Trinity Cathedral: The Episcopal Church in Downtown Cleveland

Sermons

The Very Rev. Tracey Lind
Christmas 2008
Speaking of Hope

Every year I go looking for my Christmas sermon. For the past quarter of a century my sermon search has become part of my holiday tradition. It's not like it's lost; I haven't misplaced it; I just don't know where to find it. In fact, some years, I don't even know where to start looking. This year has been no exception. I started searching for my Christmas sermon early in Advent. I looked everywhere, but it was nowhere to be found.

Last week I began to wonder if I would ever find it. So I started asking people: What do you want to hear from the preacher on Christmas this year? And there it was in a resounding one-word answer - HOPE. "Speak to us of hope."
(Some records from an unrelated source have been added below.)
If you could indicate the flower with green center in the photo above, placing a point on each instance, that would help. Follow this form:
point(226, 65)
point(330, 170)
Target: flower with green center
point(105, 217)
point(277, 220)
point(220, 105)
O.K. Hope it is. But what should I say about hope this Christmas? Amidst all the bad news of late, where do we find hope? At first, I turned to the poets, for they always seem have words when I have none. The great American poet Carl Sandberg found hope in:

A tattered flag and a dream of time...a heartspun word and the rainbow...
the shimmer of northern lights across a bitter winter night,
the blue hills beyond the smoke of the steel works,
the birds who go on singing to their mates in peace, war, peace,
the ten-cent crocus bulb blooming in a used-car salesroom,
the horseshoe over the door, the luckpiece in the pocket,
the kiss and the comforting laugh and resolve--1

Emily Dickinson called hope "that thing with feathers that perches in the soul and sings the tune without the words and never stops...at all." Biographer George Iles wrote of this fragile, delicate, precarious and yet steadfast state of being as "faith holding out its hand in the dark." Nineteenth-century orator Robert Ingersoll once said that, "Hope is the only bee which makes honey without flowers." So much for metaphors.

I have concluded that hope is believing in the future without any guarantees. Hope is what couples proclaim with vows on their wedding day and graduates announce to the world with their diplomas. Belief in the future without guarantees is why people have surgery, chemotherapy, radiation and even stem cell transplants; they hope that one or all of these protocols will cure their disease or buy them time. And in the midst of treatment, when one is sicker than a dog, hope becomes a belief in a better tomorrow, in spite of an awful today. Hope is the reason birds gather 'round our feeder everyday, believing with out guarantees that they will find seed to sustain them through the cold days of winter. It's also why the feral cats visit, in hopes that they might snag a bird or two.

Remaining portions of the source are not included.